Posted by KosmoCramer
Member since Dec 2007
76529 posts
Posted on 1/12/19 at 1:21 pm to
What heat should I be browning the meat at?
Posted by pochejp
Gonzales, Louisiana
Member since Jan 2007
7855 posts
Posted on 1/12/19 at 1:28 pm to
quote:

What heat should I be browning the meat at?
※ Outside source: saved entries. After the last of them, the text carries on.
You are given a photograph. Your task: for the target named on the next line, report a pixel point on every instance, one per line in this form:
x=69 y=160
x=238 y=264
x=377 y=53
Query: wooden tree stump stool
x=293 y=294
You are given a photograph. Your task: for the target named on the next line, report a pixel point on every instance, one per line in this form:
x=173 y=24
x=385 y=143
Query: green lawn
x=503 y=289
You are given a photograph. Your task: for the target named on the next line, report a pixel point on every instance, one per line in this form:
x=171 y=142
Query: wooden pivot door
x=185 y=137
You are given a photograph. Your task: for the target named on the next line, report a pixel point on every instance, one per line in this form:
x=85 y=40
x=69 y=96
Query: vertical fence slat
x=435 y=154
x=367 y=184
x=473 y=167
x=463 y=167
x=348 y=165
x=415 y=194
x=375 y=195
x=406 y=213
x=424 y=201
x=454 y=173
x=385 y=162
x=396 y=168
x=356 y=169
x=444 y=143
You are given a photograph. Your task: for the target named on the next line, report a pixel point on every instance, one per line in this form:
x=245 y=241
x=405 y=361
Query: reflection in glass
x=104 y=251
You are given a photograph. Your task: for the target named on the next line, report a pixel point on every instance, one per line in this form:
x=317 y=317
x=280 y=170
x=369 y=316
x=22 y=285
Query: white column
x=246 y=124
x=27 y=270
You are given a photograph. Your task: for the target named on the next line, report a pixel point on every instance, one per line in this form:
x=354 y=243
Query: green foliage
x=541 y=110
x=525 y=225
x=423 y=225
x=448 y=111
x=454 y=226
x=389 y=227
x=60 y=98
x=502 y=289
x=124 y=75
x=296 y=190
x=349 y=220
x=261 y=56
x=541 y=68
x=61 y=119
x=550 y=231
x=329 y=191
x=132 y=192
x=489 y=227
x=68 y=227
High. Let the meat stick before you stir it. Keep doing that over and over. You can splash with broth or water periodically to cool the pot down so as not to burn the oil in the pot.
Posted by KosmoCramer
Member since Dec 2007
76529 posts
Posted on 1/12/19 at 1:29 pm to
Cool. That's what I've been doing. Have a decent layer of fond.
Posted by KosmoCramer
Member since Dec 2007
76529 posts
Posted on 1/12/19 at 1:59 pm to


Fond after searing



Veges cooked with a splash of stock and pot deglazed
Posted by cj35
Member since Jan 2014
6153 posts
Posted on 1/12/19 at 2:02 pm to
don't forget the roux, okra and tomatoes.
Posted by KosmoCramer
Member since Dec 2007
76529 posts
Posted on 1/12/19 at 2:25 pm to


Opened the lid after 25 minutes and this is what I had



Not sure if that's good or bad
This post was edited on 1/12/19 at 2:28 pm
Posted by TH03
Mogadishu
Member since Dec 2008
171037 posts
Posted on 1/12/19 at 2:27 pm to
You didn't get enough on the bottom of the pot and enough cooking down of the veggies it seems.
Posted by KosmoCramer
Member since Dec 2007
76529 posts
Posted on 1/12/19 at 2:45 pm to


Fork view
Posted by NOLATiger71
New Orleans
Member since Dec 2017
1702 posts
Posted on 1/12/19 at 2:47 pm to
Looks like rice with sausage.
Posted by gmrkr5
NC
Member since Jul 2009
14892 posts
Posted on 1/12/19 at 2:47 pm to
I’ve seen way worse
Posted by TH03
Mogadishu
Member since Dec 2008
171037 posts
Posted on 1/12/19 at 2:50 pm to
Can't tell if the rice is popped, but it looks like it. The color is off though. Need to either brown the meat a lot more or cook down your onions until they're caramelized more.